5

I recently got an automated email saying "WARNING: mismatch_cnt is not 0 on /dev/md3".

I'm running a software RAID5 array using mdadm on CentOS 6.6

When Googling the message I found this:-

The check operation scans the drives for bad sectors and automatically repairs them. If it finds good sectors that contain bad data (the data in a sector does not agree with what the data from another disk indicates that it should be, for example the parity block + the other data blocks would cause us to think that this data block is incorrect), then no action is taken, but the event is logged. This "do nothing" allows admins to inspect the data in the sector and the data that would be produced by rebuilding the sectors from redundant information and pick the correct data to keep.

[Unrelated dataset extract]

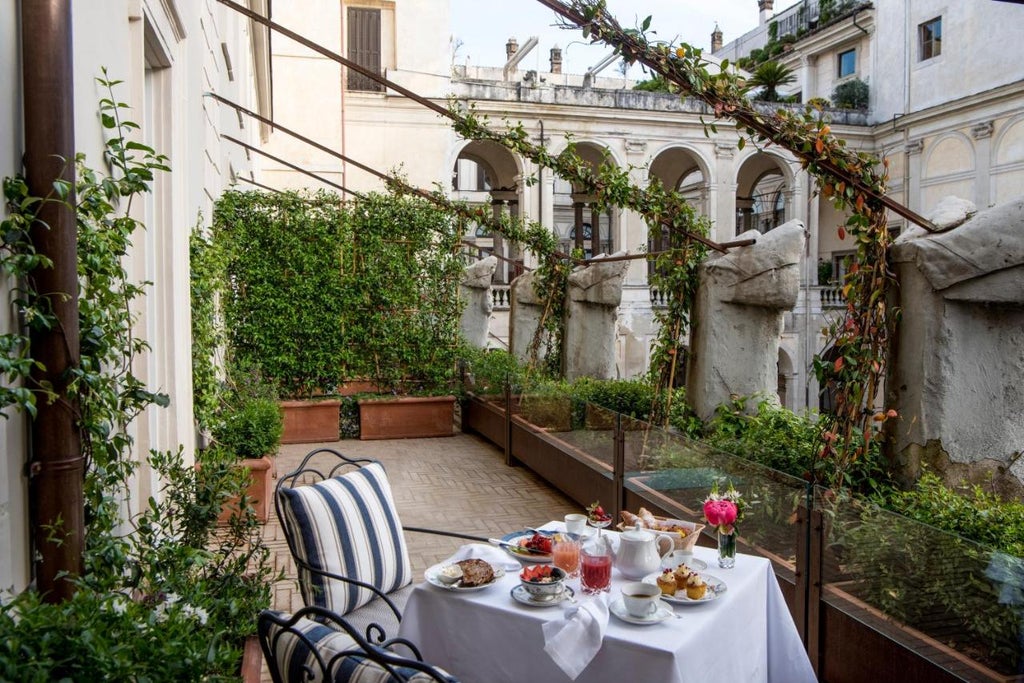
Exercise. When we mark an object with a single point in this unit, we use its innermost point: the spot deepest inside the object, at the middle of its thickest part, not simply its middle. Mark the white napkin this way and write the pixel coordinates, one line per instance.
(481, 551)
(573, 640)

My question is, how do I inspect the data and pick the correct data to keep? There doesn't seem to be any mention of how to do this anywhere and I have no idea what files these sectors are affecting

user3800918
  • 53
  • 1
  • 3

2 Answers2

5

The stupid and time consuming method:

For each disk, assemble the RAID with that disk missing, and mount it. Compare all the files of those mounts; if you find any difference in any of the files, that's your mismatch.

Do this in a rescue system, where your RAID is not running. To make sure no changes are made to the RAID members themselves, create read-only loop devices for them.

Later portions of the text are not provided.